Heute sitzen sie jeden Tag in ihrem Büro in Brooklyn zusammen, um den nächsten Drop von MSCHF vorzubereiten. Dabei heraus kommen dann so verrückte Ideen wie heilige Nike-Schuhe, eine Box, die Käufer NICHT öffnen sollen oder ein Chrome-Plugin, dass den Netflix-Stream wie ein Hangout-Meeting aussehen lässt. Eines haben all diese Einfälle gemeinsam: Millionen Menschen lesen in den Medien darüber, kaufen die Produkte und sprechen darüber – ganz egal, was MSCHF anbietet. Das hat offenbar auch Investoren überzeugt, die gerade über elf Millionen US-Dollar in das kleine Unternehmen gesteckt haben.

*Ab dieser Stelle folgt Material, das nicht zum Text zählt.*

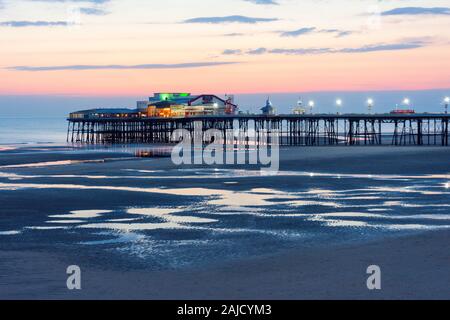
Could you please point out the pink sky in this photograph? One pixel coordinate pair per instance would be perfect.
(377, 52)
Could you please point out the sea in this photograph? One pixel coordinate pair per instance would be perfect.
(140, 214)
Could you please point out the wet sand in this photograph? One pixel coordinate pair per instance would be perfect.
(413, 267)
(416, 267)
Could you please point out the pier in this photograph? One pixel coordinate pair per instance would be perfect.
(294, 130)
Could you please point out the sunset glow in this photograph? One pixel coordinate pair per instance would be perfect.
(135, 47)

Das bisher wohl erfolgreichste und in diesem Artikel auch bisher am meisten genannte Produkt von MSCHF ist der „Nike Air Max 97 MSCHF x INRI Jesus“. Die Sohle des Schuhs hat das Unternehmen nach eigenen Angaben mit „heiligem Wasser“ aus dem Jordan gefüllt. An den Schürsenkeln hängt ein Kreuz inklusive goldener Jesus-Figur. Laut MSCHF habe das Unternehmen 1.000 Schuhe hergestellt – und diese nach dem Drop im Oktober 2019 innerhalb von Minuten für 1.425 US-Dollar pro Stück ausverkauft. Nike wusste übrigens nichts davon und war nicht involviert.

Die Hype-Maschine läuft an

Sofort entsteht über die Medien ein enormer Hype – die Story um den Jesus-Schuh mit dem absurden Preis ist einfach zu gut. In den USA berichten Vice, Esquire, CBS News, Cosmopolitan und Late-Night-Talker Seth Meyers. US-Superstar Drake zeigt in seiner Instagram-Story, dass er ein Paar erstanden hat. Der Hype lässt den Preis der Schuhe sofort nach oben schnellen. Auf der Resell-Plattform StockX kosten einzelne Paare Ende 2019 über 3.000 US-Dollar. Noch heute muss man mindestens den Originalpreis für die Schuhe auf den Tisch legen.

MSCHF-Schuhe auf StockX

Die Jesus-Schuhe von MSCHF werden auf Plattformen wie StockX immer noch für viel Geld verkauft.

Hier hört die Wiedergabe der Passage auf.